LEVEL = REK’T - THE DUMPING POOLS

These pools are the MOST dangerous. I’d advise anyone needing guidance to simply avoid them - the game is too risky to be played. A great example of why is the PASTA yyCRV / PASTA Uniswap pool.

Let’s put it like this: if some can farm PASTA essentially for free by locking some DeFi tokens - why would they not dump them all for yyCRV, the soundest money-making machine of the industry? That is precisely what happened.

As soon as the incentivised pool launched, PASTA farmers dumped heavily to claim those precious yyCRV fools put up for grabs. Why would they not? The price of PASTA tanked from roughly $1 to $0.04, butchering any profit made by those who committed to the pools on top of them losing their precious yyCRV.

So what qualifies a pool as the dumping pool? Allow me to be super explicit here to make sure you’re not going hara-kiri with your precious tokens:

  1. The dumping pool is usually 50/50: 50 of the meme shitcoin, 50 of a sound asset like ETH, wETH or yyCRV.
  2. The dumping pool is incentivized with a high budget- how else would you get plebs to commit? Of course, this profit is hard to realise as most of the capital is lost to IL, and the returns are earned in the foodcoin which can enter the death spiral.
  3. The dumping pool usually launches a few days after the first ones, and last longer. Indeed, you need to give a few days for the farmers to accumulate.

Don’t trust me, I’m just a simple farmer - follow a legend like DegenSpartan - he’s nice enough to announce his dumps publicly (shortly) after they started.

Best of luck, and remember one thing if you recently joined the space: the food money games are played against experienced traders with years of crypto experience.

Note

Most are 0 sum games: no value is created, it’s just a complex 3-4 layers value transfer mechanism.’’

Are you confident enough in your experience to venture into the lions’ den?

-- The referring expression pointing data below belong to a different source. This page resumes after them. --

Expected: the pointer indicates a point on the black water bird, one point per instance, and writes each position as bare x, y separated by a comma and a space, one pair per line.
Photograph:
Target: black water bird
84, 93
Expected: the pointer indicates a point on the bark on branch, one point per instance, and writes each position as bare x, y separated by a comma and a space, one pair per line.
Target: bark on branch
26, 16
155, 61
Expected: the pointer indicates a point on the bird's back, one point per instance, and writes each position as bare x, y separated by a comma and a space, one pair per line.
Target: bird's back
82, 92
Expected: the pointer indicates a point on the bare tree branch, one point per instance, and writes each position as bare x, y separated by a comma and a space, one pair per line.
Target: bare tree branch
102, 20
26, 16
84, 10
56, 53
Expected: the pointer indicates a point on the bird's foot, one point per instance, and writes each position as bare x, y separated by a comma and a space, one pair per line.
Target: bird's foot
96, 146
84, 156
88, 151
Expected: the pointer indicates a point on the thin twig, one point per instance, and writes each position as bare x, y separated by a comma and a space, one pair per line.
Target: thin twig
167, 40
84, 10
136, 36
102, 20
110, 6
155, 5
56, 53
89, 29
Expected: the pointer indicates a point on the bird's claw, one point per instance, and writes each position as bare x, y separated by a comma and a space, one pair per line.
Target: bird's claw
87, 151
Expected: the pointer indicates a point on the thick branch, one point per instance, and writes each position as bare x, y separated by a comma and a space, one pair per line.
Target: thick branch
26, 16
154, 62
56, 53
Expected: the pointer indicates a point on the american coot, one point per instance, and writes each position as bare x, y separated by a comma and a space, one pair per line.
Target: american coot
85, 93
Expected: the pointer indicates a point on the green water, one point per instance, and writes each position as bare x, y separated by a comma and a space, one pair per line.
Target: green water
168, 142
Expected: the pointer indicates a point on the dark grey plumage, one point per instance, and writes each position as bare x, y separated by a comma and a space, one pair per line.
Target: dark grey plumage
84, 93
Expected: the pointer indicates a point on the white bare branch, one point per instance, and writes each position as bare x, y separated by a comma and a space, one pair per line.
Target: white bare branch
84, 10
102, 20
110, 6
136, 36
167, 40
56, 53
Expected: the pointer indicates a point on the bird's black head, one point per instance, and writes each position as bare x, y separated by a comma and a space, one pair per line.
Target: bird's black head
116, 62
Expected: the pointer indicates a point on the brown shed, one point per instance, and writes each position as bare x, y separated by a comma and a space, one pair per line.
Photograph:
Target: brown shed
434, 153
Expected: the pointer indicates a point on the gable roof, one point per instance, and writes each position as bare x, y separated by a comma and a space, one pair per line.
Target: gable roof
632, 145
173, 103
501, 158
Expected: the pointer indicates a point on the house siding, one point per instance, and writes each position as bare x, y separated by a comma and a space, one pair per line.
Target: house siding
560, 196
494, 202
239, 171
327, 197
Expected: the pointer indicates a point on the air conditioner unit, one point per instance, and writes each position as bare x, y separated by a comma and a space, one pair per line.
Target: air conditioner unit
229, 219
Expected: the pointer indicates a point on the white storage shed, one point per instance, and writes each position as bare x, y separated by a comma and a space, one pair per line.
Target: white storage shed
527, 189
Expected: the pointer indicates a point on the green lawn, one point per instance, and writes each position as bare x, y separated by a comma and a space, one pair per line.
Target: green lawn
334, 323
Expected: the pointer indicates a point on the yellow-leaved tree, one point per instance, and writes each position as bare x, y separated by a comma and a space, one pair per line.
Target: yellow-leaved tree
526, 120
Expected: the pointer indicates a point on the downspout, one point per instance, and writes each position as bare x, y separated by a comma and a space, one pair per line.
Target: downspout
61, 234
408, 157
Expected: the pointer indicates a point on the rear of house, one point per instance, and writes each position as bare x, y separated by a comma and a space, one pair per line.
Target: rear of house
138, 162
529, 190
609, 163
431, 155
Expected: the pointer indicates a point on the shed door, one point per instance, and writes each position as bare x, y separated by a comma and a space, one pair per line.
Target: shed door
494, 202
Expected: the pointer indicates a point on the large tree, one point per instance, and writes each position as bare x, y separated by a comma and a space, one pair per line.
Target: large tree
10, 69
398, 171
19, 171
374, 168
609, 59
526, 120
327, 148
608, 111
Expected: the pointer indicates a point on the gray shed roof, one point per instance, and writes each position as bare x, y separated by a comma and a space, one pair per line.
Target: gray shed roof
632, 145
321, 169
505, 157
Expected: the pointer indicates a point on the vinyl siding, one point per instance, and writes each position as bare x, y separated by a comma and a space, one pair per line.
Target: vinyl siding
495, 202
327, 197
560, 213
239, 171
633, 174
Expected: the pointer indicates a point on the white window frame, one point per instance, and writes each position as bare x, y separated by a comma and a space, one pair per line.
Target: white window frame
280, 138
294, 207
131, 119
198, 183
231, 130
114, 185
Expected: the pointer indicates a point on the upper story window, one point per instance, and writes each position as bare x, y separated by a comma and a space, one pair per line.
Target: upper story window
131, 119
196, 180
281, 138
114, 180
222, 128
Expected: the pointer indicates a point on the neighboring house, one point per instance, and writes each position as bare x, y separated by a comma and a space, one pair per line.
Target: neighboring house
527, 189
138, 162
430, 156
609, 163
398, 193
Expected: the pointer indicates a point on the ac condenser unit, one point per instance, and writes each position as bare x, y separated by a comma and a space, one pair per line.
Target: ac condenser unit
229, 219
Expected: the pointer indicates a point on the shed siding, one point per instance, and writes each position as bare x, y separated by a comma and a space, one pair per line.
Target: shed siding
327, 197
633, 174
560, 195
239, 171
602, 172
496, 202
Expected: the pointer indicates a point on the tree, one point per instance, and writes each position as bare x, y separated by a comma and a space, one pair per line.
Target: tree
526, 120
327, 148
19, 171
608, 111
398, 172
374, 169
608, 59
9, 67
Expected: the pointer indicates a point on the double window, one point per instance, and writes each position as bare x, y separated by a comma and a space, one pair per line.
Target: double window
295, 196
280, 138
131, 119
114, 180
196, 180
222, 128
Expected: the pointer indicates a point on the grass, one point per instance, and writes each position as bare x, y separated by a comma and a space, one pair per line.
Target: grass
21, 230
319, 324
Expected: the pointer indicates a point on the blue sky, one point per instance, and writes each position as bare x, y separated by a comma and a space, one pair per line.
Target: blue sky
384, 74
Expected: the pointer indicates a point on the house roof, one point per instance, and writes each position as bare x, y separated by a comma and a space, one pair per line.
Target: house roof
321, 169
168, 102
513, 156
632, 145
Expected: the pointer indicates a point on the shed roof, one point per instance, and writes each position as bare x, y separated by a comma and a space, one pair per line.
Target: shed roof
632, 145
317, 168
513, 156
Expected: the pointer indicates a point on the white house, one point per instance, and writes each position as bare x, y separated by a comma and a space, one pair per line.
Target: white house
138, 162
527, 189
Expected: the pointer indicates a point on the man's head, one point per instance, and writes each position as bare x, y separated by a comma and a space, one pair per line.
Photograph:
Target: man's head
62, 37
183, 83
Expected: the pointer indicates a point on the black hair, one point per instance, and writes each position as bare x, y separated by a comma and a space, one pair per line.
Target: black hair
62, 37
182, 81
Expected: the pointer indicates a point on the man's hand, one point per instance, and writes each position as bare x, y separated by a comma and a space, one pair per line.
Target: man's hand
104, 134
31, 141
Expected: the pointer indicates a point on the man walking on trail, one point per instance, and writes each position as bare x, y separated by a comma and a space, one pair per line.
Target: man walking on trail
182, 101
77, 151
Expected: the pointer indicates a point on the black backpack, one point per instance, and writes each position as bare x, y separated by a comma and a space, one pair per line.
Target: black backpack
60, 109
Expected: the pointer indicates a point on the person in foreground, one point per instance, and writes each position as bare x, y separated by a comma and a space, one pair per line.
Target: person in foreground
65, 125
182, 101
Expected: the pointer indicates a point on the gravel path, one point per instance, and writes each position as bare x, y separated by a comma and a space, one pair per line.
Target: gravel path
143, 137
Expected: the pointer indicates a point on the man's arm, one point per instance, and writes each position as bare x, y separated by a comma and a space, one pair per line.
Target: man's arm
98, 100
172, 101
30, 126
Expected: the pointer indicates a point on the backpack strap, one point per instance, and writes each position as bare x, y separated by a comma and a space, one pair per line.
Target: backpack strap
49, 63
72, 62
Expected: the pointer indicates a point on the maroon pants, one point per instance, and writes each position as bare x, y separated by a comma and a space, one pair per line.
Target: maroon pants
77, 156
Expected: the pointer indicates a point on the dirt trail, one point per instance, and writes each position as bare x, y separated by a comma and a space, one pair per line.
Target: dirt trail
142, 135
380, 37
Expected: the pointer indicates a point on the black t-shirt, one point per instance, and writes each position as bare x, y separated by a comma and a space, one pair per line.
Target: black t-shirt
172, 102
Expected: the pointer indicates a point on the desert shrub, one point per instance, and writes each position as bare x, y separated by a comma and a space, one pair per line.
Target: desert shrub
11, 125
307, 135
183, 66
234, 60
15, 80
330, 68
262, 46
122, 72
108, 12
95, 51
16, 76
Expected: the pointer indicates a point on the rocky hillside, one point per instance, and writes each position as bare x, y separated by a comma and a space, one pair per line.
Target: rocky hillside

If not, stand clear of anything past the basic staking pools.


Info

I am not a financial advisor - you make your own decision. I have no formal training or certification when it comes to investing. I’m merely sharing my personal experience with decentralised finance services, with the goal of helping my peers to better understand the value provided by such services.

I am NOT responsible for YOUR INVESTMENT DECISIONS, may they bring you Lambos or bankruptcy.